# Best Herbicide for Killing Poa Annua in Bermuda Lawn?



## FlowRider (Apr 7, 2019)

I have some Poa Annua poking up in various areas of my lawn - some in clusters, most in isolated pockets all alone.

I have looked at Revolver, but the price is prohibitive ($250 + a bottle) and Negate which is more affordable (~$55).

I am also considering Katana, because it also can be used on yellow nutsedge, which I have a proliferation of yearly.

I already bought Certainty and Celsius per the "Bermuda Bible" but these don't really do much on Poa Annua it seems....

I did not get my pre-emergent down in the Fall, so that is probably why the Poa Annua is trying to make a comeback....

Here is a picture from my shaded side yard in my back yard - hodge podge of some St. Aug, Bermuda, and some weeds.

May I please ask for Forum members' thoughts on what they have used and what has worked? Dang Poa Annua!! :x


----------



## Gilley11 (Nov 3, 2019)

I've used Image for the nut sedge in my yard and it worked GREAT.


----------



## CenlaLowell (Apr 21, 2017)

I would not use Revolver for POA because there are much cheaper options. Negate+ simizine should take care of this.


----------



## Movingshrub (Jun 12, 2017)

CenlaLowell said:


> I would not use Revolver for POA because there are much cheaper options. Negate+ simizine should take care of this.


Revolver, Monument, Katana, or Negate, paired with Simazine. +1


----------



## Ortho-Doc (Feb 3, 2019)

Any thoughts on Certainty + Simazine? I know certainty is labeled for POA but wondered why you didn't include it on your list @Movingshrub .


----------



## Movingshrub (Jun 12, 2017)

Ortho-Doc said:


> Any thoughts on Certainty + Simazine? I know certainty is labeled for POA but wondered why you didn't include it on your list @Movingshrub .


For every weed, but poa specifically, I want it dead. 100% dead. I don't want to contribute to resistance.

http://www.mobileweedmanual.com/search-weed.aspx?SpeciesType=Turfgrass&PrePost=Post&TurfGrass=1&OrnamentalType=&Ornamental=&OrnamentalName=&WeedType=&WID=70

Certain is a contender, albeit not the strongest performer. However, I don't think I've ever seen it used at UT's Poa Day trials.


----------



## daniel3507 (Jul 31, 2018)

Wow. Didn't realize how expensive Monument is. Negate might be the most economical option for post emergent control


----------



## Ortho-Doc (Feb 3, 2019)

Understood. Point well taken.



Movingshrub said:


> Ortho-Doc said:
> 
> 
> > Any thoughts on Certainty + Simazine? I know certainty is labeled for POA but wondered why you didn't include it on your list @Movingshrub .
> ...


----------



## FlowRider (Apr 7, 2019)

Yeah, some of these herbicides for Poa Annua test one's desire to get rid of annual weeds because they cost so much.

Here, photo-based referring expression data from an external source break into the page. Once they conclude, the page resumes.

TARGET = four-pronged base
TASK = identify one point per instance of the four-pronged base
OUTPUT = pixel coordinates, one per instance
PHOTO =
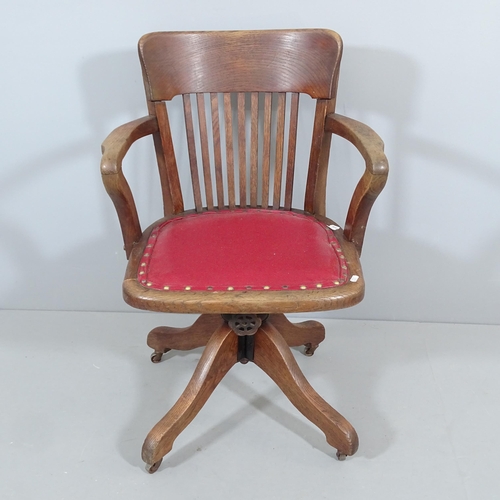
(269, 349)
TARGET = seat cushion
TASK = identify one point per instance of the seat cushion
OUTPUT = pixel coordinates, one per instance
(242, 249)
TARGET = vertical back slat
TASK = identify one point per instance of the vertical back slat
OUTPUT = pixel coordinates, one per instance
(280, 141)
(214, 100)
(254, 147)
(228, 119)
(266, 150)
(292, 146)
(170, 176)
(205, 155)
(193, 164)
(242, 154)
(312, 186)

I am getting to the point where Poa Annua will be all that is left though.

It steals nutrients, sunlight and water from my Bermuda lawn though.

So, I am going to have to spend some money and kill that dang Poa!!


----------



## FlowRider (Apr 7, 2019)

Thanks to everyone who provided feedback, @Gilley11, @CenlaLowell, @Movingshrub, @Ortho-Doc, and @daniel3507…!

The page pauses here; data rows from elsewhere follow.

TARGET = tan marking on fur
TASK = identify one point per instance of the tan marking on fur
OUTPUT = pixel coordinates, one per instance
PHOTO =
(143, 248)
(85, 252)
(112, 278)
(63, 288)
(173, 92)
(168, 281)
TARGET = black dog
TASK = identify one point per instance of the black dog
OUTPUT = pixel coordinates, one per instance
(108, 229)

I hope to get some more responses, but I realize it is still Winter most places in the USA, so responses will be slower....

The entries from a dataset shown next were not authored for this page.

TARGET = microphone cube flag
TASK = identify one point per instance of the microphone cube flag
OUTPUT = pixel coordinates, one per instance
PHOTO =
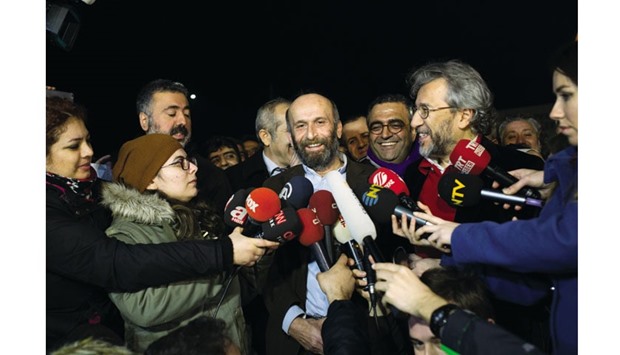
(388, 179)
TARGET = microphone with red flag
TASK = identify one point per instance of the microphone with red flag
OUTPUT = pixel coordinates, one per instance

I plan to take everyone's advice into account and go to Site One to purchase what I need - there is enough Poa to kill.


----------



## FlowRider (Apr 7, 2019)

I bought this quart bottle at Tractor Supply on clearance for $8.99.

It has 1.6% sulfentrazone which supposedly will kill Poa Annua.

Not sure if it will at this concentration.

I also had some weeds (waxy clover looking weeds) that survived my spot treatments so far.

I think I will try this in the turf areas and see what it can do.


----------